Sample Characteristics:

  • The study reported on 52 consecutively recruited patients with colorectal cancer.
  • To be eligible, patients must have
    • Had advanced metastatic or Dukes stage B2 or C colorectal cancer. 
    • Developed grade 3 and 4 or persistent grade 2 diarrhea (according to World Health Organization [WHO] classification) despite 10%–20% reduction in chemotherapy dose.
    • Been receiving adjuvant chemotherapy with 500 mg/m2 5-FU plus 50–100 mg/m2 calcium folinate weekly. 
  • With diarrhea recurrence, patients were assigned to one of three groups.
    • Group I (n = 18) received 800 mg/m2 amifostine weekly.
    • Group II (n = 16) received a lowered dose of 500 mg/m2 amifostine weekly.
    • Group III (n = 18) received a lowered dose of 150 mg/m2 amifostine weekly.

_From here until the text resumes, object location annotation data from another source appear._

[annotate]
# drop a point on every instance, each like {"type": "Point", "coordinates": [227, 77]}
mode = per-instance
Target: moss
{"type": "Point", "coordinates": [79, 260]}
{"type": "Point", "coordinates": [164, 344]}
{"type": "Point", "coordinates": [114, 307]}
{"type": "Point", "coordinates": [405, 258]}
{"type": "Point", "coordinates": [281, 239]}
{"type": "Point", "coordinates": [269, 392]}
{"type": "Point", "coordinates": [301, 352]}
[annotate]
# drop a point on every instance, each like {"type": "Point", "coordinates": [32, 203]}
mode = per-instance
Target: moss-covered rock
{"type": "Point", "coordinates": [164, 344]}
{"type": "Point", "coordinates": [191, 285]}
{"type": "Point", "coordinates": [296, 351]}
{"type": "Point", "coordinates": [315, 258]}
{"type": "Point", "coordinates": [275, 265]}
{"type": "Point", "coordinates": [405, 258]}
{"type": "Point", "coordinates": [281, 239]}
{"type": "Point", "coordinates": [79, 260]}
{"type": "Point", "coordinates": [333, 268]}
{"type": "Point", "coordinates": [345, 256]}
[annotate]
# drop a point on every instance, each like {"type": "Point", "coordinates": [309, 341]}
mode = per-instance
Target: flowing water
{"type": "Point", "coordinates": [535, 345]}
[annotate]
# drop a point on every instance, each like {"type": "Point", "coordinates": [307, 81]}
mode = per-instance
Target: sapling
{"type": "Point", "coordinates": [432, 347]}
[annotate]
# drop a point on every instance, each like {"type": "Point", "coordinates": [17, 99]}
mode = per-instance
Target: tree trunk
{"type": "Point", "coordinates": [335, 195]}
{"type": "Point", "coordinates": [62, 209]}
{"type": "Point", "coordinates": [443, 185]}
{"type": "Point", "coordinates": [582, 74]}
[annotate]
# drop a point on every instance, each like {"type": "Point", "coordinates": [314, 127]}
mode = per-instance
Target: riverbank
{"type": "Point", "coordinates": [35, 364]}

Measurement Instruments/Methods:

  • Continuous outcomes were compared using paired t-test (comparisons with baseline) or the independent sample t-test (between groups). Changes in heme parameters were analyzed using dichotomous (binary) variables of “decrease” or “increase.”
  • Paired comparisons used the McNemar test; independent comparisons used Pearson’s chi-square.
  • The primary endpoint was the proportion of 5-FU/calcium folinate doses associated with diarrhea or amifostine toxicity.
  • Secondary endpoints were patient reports of chemotherapy-related adverse effects such as mucositis, anorexia, nausea and vomiting, and hematologic toxicity.

Results:

  • The mean number of cycles of chemotherapy administered prior to amifostine was 6.55 (SD = 2.83). The median number of cycles was 9, and the range was 5–17.
  • Incidence of diarrhea (using WHO classification) during baseline phase (n = 52) was as follows.
    • Degree 0: 9.9 %
    • Degree 1: 52%
    • Degree 2: 24.4 %
    • Degree 3: 9.9 %
    • Degree 4: 3.8 %
  • All patients received diphenoxylate or loperamide to control diarrhea, 12 also were treated with octreotide until resolution of diarrhea, and seven were readmitted for dehydration.
  • Compared with baseline, all doses of amifostine significantly reduced incidence of diarrhea (p < 0.0001 for each group). Amifostine was also found to be beneficial in decreasing mucositis (p < 0.04).
  • No differences were found between groups regarding severity of diarrhea.
  • A statistically significant difference (p < 0.04) was found in the mean number of administered doses of 5-FU between patients before and after treatment with amifostine. No significant difference was found between mean 5-FU doses during treatment with amifostine.
  • A high incidence of adverse events was reported in group 1 (76.3%) despite complete resolution of grade 3–4 or persistent grade 1–2 5-FU-related diarrhea. The primary adverse effect was hypotension (0% at baseline in all groups), which was 76% in group 1, 54% in group 2, and 25% in group 3.

Conclusions:

Although previous studies have found that doses of amifostine between 740–910 mg/m2 are effective, this study suggested that lower doses may be effective and increase tolerability. The study suggested that 20% of the usual dose of amifostine is capable of offering adequate protection against diarrhea and mucositis associated with 5-FU. Although the 500 mg/m2 and 800 mg/mdose levels were equally effective in decreasing the risk of all grades of diarrhea, the lower dose was better tolerated. The 150 dose level was the best tolerated and was nearly as effective as higher doses in preventing severe and grade 1 diarrhea. Amifostine appears to offer protection against gastrointestinal adverse effects and permit higher doses of 5-FU.

Limitations:

  • Amifostine side effects include hypotension, nausea, vomiting, chills, and dizziness.
  • The study used WHO grading rather than the more common National Cancer Institute (NCI) Common Toxicity Criteria (CTC).
  • The authors did not state the total dose of loperamide and other pharmacologic interventions used.
  • No parallel nontreatment randomized control group was included, so the authors stated the results should not be “regarded as definitive.”